Sen. Dianne Feinstein (D-CA) said today that she is alarmed that Trump has issued “a blizzard of executive orders and memoranda” since he took office Jan. 20, including some like the immigration order that was hastily drafted and “most probably unlawful.”
Feinstein said that notwithstanding Trump’s complaints about Robart’s temporary ruling, the federal court “has a right to make a judgment whether a law or order is lawful and constitutional – and that process has begun. The president is not a dictator,” she said during an appearance on Fox News Sunday. “He is the chief executive of our country.”

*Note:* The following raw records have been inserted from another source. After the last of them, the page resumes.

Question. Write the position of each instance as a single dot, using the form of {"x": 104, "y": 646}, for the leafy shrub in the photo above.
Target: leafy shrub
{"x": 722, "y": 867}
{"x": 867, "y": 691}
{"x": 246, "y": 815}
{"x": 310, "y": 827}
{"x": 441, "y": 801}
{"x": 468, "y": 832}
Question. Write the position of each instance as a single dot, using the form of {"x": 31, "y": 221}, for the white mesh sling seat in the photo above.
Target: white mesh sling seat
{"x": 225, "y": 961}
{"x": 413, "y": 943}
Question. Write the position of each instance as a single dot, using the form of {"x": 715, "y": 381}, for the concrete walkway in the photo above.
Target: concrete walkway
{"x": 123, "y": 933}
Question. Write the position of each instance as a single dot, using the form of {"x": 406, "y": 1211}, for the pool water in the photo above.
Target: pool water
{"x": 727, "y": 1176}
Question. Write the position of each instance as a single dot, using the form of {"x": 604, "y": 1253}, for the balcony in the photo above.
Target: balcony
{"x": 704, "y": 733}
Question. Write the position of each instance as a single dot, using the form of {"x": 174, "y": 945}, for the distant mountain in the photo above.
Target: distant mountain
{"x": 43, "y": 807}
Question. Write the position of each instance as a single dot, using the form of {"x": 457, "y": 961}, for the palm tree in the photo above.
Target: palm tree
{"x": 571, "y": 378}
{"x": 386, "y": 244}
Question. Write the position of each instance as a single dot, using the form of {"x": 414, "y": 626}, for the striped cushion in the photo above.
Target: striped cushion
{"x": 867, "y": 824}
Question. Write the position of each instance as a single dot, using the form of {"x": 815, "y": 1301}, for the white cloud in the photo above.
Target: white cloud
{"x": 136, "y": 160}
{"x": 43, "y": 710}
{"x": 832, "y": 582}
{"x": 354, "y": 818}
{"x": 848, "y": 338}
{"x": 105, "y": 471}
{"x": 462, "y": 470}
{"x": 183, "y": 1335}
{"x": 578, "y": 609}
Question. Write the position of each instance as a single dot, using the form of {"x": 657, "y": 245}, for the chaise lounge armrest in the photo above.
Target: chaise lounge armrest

Meanwhile, Senate Majority Leader Mitch McConnell (R-KY) seemed to be criticizing Trump for attempting to belittle the Seattle judge for ruling against his executive order. McConnell said on CNN’s “State of the Union” program that it is “best to avoid criticizing judges individually.”
However, Pence once again came to the defense of his boss, saying during an appearance on NBC’s Meet the Press that “The President of the United States has every right to criticize the other two branches of government.”
“We have a long tradition of that in this country,” Pence said. “I think that people find it very refreshing that they not only understand this president’s mind but they understand how he feels about things.”